Another Jarai villager, who has been aiding the asylum seekers since they first began arriving in the province late last year, said he and other villagers located five of the nine. He said he was not sure of the fate of the other four.
“We just got information from villagers that police arrested the four and we don’t know where they sent them,” he said.
Several district and provincial officials declined to comment or said they did not know whether the four had been arrested.
Seven more Montagnards—an indigenous group from Vietnam’s Central Highlands—arrived in the province’s O’Yadaw district Monday, according to Chhay Thy, provincial coordinator for rights group Adhoc.
The newest group’s arrival brings to 45 the total number of Montagnards who say they are fleeing persecution in Vietnam.
A U.N. mission to reach the Montagnards last week ended after local authorities refused to let the U.N. travel in the province without permission from the provincial governor and Interior Ministry.
Wan-Hea Lee, country representative for the U.N.’s Office for the High Commissioner for Human Rights, said Tuesday that the fact that the mission was blocked from trying to help the asylum seekers have their refugee claims processed “is a reflection of the nature of Cambodian governance today.”
“That public officials should feel that they need instructions to obey the law and its voluntarily accepted international commitments is a reflection of the nature of Cambodian governance today, and the reason why fundamental reform is of the essence,” Ms.
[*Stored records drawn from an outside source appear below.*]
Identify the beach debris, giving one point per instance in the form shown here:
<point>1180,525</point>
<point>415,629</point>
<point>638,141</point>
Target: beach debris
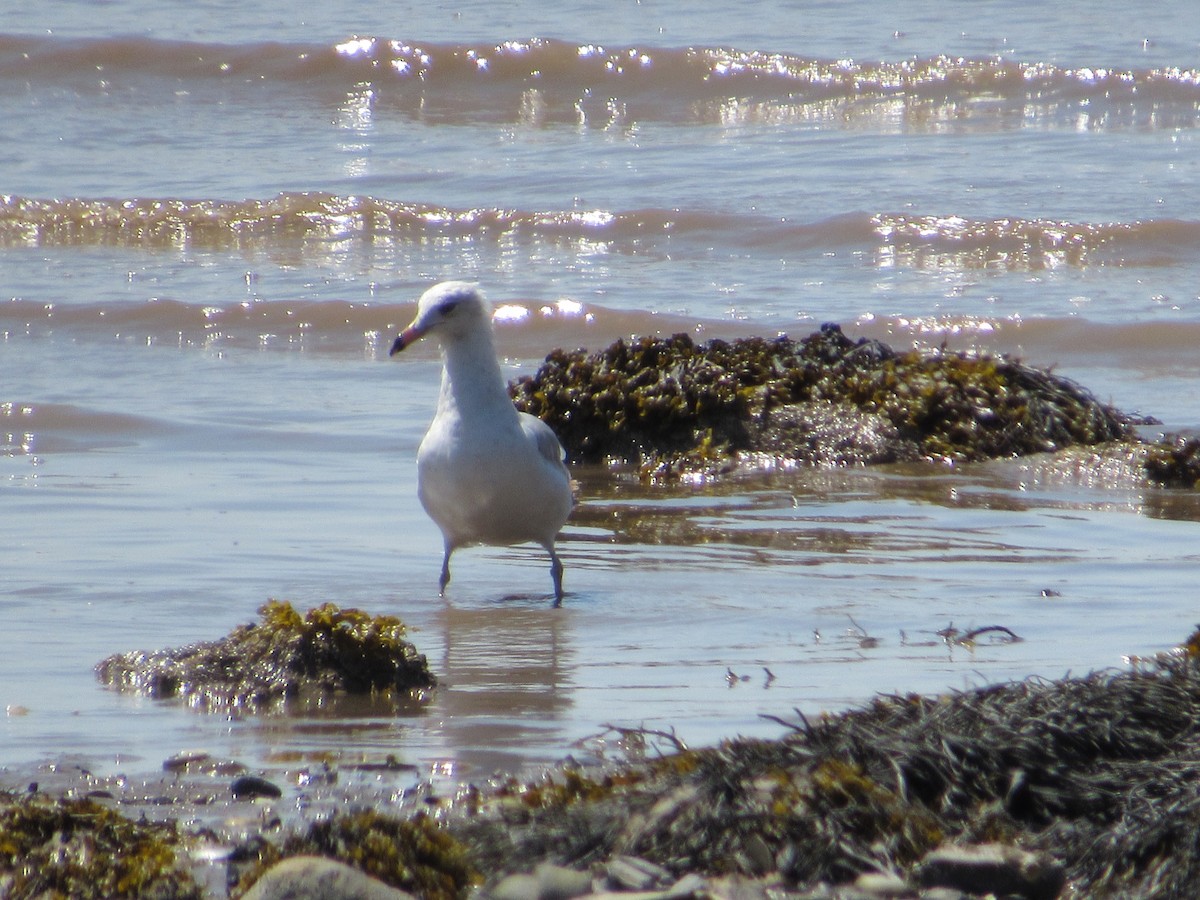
<point>1174,461</point>
<point>319,879</point>
<point>282,657</point>
<point>1000,634</point>
<point>1033,783</point>
<point>413,855</point>
<point>672,407</point>
<point>249,787</point>
<point>993,869</point>
<point>82,849</point>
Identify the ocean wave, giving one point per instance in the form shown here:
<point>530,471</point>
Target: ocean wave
<point>550,81</point>
<point>316,222</point>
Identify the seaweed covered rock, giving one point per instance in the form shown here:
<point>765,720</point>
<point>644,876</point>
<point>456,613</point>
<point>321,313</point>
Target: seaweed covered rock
<point>285,655</point>
<point>671,405</point>
<point>1093,775</point>
<point>413,855</point>
<point>81,849</point>
<point>1174,461</point>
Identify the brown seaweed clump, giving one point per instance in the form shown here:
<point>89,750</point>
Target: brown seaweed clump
<point>1174,461</point>
<point>414,855</point>
<point>1095,774</point>
<point>286,655</point>
<point>671,406</point>
<point>81,849</point>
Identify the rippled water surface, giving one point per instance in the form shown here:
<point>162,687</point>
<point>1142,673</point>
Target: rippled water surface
<point>214,221</point>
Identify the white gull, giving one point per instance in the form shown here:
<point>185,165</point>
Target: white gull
<point>485,472</point>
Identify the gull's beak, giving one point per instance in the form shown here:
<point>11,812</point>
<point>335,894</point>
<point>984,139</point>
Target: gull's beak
<point>409,335</point>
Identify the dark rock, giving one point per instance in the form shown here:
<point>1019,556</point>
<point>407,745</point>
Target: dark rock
<point>249,787</point>
<point>994,869</point>
<point>319,879</point>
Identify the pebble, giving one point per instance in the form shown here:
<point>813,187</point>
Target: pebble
<point>319,879</point>
<point>635,874</point>
<point>247,787</point>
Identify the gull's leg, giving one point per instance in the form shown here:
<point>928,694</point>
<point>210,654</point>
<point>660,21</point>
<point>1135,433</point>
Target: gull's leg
<point>445,571</point>
<point>556,574</point>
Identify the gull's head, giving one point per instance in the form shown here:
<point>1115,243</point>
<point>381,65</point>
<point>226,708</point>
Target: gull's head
<point>450,310</point>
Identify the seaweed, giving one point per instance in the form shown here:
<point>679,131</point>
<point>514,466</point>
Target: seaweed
<point>81,849</point>
<point>282,657</point>
<point>671,406</point>
<point>414,855</point>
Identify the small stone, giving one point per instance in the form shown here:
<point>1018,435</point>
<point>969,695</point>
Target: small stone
<point>249,787</point>
<point>319,879</point>
<point>882,885</point>
<point>689,886</point>
<point>994,869</point>
<point>185,759</point>
<point>557,882</point>
<point>635,874</point>
<point>516,887</point>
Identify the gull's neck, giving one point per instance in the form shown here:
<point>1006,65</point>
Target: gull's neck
<point>472,382</point>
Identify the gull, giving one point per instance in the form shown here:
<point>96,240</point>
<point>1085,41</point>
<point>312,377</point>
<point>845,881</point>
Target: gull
<point>485,472</point>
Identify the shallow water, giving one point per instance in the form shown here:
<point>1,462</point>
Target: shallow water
<point>213,226</point>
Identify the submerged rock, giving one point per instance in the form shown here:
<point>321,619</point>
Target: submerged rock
<point>1083,781</point>
<point>319,879</point>
<point>1174,461</point>
<point>286,655</point>
<point>671,407</point>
Lee said in an email Tuesday.
In addition to the Montagnards in Ratanakkiri, the Interior Ministry’s refugee department is processing 13 others to determine whether they qualify for refugee status. Another seven are waiting in the capital for the refugee department to allow them to register for the process.
Three more arrived in Phnom Penh on February 12, Ms. Lee said.
“The group was not permitted to register,” she said.
Kerm Sarin, the head of the refugee department, and Interior Ministry spokesman Khieu Sopheak declined to comment.